A few years ago I was fishing a stretch of beautiful water
on the Elk River in Middle TN approximately 5 miles below
the dam. I was fortunate enough to know the land owner and
was given permission to access this area through one of his
The morning was beautiful. Fog rolling off the water, dew on
the grass, the yellow flowers spread over the field like a
newly made quilt. The sun was just beginning to peak over
the mountain and the rays of sunshine glistened across the
stream. As I cautiously approached the water I could see
fish dimpling the surface in a long slow pool that curves
around a small bluff on the south bank. My anticipation of
catching fish on dries was overwhelming as I slipped into
the stream. I managed to catch several decent stocked fish
on a crackle back but could here the gurgling of a quick
riffle upstream that kept beckonning my name. Just like
me to leave rising fish to go fish fast water. What is
up with that?
As I approched the riffle from the left side casting upstream
I had a flash catch my eye just feet from the top of the first
plunge.

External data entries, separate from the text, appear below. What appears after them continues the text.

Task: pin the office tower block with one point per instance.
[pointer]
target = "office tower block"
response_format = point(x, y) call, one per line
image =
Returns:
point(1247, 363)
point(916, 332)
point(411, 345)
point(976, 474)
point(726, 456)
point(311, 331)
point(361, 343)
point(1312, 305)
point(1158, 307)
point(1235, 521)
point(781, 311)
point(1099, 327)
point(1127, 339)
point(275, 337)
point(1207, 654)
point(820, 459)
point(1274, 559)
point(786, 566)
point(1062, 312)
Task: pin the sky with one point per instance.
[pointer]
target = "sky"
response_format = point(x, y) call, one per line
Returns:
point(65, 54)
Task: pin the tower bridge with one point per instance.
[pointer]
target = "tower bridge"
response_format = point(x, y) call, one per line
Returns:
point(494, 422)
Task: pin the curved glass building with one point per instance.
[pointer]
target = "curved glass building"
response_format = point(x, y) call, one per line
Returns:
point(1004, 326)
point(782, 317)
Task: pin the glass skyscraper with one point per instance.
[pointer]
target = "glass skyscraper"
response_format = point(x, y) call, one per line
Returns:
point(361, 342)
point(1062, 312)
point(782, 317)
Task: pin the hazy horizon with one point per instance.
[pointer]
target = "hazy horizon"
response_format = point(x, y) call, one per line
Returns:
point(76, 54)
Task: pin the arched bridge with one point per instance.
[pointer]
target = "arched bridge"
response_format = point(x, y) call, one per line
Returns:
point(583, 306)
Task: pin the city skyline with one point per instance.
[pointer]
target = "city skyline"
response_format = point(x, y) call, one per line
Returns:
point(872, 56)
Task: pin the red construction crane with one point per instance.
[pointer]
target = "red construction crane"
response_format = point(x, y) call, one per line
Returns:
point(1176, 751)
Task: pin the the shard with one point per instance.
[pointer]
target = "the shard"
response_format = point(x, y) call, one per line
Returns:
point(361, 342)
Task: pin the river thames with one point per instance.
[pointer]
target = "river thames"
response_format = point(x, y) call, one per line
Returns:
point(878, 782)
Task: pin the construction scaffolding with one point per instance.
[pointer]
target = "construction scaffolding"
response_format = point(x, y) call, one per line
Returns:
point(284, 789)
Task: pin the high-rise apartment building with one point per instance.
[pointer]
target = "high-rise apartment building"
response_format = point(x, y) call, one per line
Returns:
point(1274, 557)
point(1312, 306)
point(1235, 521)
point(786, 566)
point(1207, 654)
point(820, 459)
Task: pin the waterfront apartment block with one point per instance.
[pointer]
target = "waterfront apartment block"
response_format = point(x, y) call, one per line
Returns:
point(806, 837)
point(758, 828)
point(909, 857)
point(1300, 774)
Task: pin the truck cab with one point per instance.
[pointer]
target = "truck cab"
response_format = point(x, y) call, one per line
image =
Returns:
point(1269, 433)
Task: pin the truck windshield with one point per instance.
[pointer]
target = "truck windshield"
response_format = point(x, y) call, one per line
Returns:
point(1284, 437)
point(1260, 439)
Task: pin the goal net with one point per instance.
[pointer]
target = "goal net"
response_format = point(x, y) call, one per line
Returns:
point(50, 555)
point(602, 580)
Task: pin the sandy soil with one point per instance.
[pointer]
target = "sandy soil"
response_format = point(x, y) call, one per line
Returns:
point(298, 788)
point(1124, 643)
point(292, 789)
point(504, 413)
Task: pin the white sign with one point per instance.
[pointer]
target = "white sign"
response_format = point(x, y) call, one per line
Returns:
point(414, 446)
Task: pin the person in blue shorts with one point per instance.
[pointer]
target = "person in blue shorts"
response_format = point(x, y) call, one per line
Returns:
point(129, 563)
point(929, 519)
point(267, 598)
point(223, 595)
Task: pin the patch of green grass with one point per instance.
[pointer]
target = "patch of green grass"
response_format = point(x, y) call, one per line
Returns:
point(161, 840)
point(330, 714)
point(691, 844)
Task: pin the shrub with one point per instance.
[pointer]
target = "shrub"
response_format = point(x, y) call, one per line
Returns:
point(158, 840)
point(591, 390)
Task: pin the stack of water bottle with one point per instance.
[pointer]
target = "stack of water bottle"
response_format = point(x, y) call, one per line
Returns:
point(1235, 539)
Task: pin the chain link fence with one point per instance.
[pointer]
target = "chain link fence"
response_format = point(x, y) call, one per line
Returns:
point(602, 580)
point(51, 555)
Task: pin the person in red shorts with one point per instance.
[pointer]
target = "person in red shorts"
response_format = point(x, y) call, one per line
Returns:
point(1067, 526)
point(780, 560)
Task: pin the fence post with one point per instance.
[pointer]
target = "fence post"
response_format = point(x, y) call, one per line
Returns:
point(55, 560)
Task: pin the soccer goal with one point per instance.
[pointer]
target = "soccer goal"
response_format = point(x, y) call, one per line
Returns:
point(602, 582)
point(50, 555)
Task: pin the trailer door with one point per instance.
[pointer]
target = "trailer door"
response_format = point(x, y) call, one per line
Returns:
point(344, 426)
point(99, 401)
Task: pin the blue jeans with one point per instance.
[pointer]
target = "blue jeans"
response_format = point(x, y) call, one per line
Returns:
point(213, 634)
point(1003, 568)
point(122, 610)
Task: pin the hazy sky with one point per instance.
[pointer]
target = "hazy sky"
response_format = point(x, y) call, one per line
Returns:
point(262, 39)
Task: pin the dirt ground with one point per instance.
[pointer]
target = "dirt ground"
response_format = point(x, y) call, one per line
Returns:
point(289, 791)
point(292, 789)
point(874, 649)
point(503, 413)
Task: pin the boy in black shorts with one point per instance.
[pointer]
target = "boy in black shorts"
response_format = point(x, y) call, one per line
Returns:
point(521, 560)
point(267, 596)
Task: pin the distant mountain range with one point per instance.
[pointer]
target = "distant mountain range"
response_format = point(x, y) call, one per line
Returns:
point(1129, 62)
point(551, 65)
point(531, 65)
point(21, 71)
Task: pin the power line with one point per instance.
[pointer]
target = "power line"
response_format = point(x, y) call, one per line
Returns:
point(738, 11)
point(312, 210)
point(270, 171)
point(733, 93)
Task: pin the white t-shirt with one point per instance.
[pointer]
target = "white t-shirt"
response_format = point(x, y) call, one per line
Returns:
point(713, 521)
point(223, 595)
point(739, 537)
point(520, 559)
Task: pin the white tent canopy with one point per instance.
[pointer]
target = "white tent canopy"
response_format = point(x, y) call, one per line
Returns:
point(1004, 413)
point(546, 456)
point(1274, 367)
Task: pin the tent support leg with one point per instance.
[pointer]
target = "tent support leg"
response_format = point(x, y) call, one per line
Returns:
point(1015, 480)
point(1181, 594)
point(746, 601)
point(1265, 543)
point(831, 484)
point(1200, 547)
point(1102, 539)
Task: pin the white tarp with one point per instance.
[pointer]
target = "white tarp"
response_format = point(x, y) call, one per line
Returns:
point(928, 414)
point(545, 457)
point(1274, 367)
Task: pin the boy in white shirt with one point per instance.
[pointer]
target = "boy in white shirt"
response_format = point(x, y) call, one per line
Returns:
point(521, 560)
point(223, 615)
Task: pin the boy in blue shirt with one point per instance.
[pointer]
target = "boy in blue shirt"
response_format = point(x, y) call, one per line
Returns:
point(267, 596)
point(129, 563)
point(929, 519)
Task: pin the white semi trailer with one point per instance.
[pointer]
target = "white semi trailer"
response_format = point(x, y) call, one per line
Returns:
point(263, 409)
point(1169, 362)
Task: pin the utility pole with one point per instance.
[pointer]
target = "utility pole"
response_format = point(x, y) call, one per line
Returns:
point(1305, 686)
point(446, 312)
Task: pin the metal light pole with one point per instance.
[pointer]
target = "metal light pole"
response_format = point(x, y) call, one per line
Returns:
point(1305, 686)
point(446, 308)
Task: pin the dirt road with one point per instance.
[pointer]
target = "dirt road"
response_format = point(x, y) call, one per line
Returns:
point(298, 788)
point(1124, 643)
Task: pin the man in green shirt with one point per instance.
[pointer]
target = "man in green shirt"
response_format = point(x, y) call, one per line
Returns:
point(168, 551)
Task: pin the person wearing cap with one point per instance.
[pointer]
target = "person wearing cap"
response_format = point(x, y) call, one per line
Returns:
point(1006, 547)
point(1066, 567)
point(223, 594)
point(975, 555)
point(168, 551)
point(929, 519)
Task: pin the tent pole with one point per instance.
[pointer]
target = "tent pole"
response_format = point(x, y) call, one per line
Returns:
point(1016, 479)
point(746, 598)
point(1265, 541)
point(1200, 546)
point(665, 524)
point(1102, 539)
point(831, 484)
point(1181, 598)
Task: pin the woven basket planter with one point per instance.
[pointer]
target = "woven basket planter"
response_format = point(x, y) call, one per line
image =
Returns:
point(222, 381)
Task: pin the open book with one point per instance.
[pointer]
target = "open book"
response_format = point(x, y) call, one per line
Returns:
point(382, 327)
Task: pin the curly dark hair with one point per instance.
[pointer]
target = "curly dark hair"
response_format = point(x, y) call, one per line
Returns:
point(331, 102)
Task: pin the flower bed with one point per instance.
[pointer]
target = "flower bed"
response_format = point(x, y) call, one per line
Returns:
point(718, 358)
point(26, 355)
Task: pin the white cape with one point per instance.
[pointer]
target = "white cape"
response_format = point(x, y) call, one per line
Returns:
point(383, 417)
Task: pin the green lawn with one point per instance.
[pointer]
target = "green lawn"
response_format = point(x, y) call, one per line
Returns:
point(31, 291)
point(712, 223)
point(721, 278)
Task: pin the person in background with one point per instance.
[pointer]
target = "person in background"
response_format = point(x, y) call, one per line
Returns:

I could see what I thought was a fairly nice fish. I
must have cast ten times to the fish when I realized it was
nothing more than a piece of metal covered in moss that was
twisting in the current. So dissappointing.
I slowly moved upstream to a section of water that had always
produced a few nice fish in the past. The pool is long and deep
with a quick run at the top of the pool that forces a nice bubble
line down the right side bank. The bank is a gradual slope but
is covered with weeds and the refreshing aroma of wild mint.
I began to work my way closer to the area, I wanted to get a
good mend and drift when I heard an intriguing and yet scary noise.
What sounded like the cry of a small girl!
Now I have been accused of not being the sharpest crayon in
the box and looking back this was one of those moments. My
first reaction? You guessed it I began to mock the noise.
It was cute at first. I would sound out then it would cry
out. I was fine until I noticed the weeds begin to move.
Oh great...I thought. I have called up a bobcat that is now
coming towards me. I slowly began to wade out a little deeper
leaving a good 20 feet between me and the bank. There is a
small area of gravel about six feet from the weed line. But
I could see this creature moving slowly toward the edge of
the weeds. Better yet I really could only see the weeds move.
I actually remember having my rod in a position ready to strike
if something lurched out of the weeds. Too Funny. Not sure how
good a weapon that St. Croix 3 weight would have made but it
did give me a slight feeling of security knowing I had at least
seven feet of something to prod against the attack.
Suddenly the animal was getting closer to the edge of the weeds
when out popped the head of a newborn fawn. I could literally
feel my heart sink and my face shine with a smile of amazement
and joy. Incredibly the fawn just kept coming closer. I moved
to the edge of the water and knelt down. I mocked the cry once
more and the fawn literally crawled into my lap. She was so soft
and beautiful with her white spots. I began to wonder if she had
been lost or stranded. I found the area she had bedded down in
and tried to get her to stay. I couldn't help but think that now
that I had petted her my scent was now on this young deer. What
if mom wouldn't return and care for her. I washed my hands in
the river and picked the mint leaves and began to rub her coat
with the leaves. I thought maybe this would mask my scent.
About the time I stood up I could hear mom grunt from the bluff
above me. I decided to head back down to the rising fish. As I
walked the fawn followed like a lost puppy. Was truly a wonderful
experience on the water. I crossed through the water and watched
silently in the weeds as the fawn slowly turned and walked back
to the mint patch.
Just one day of many joyous days on the river.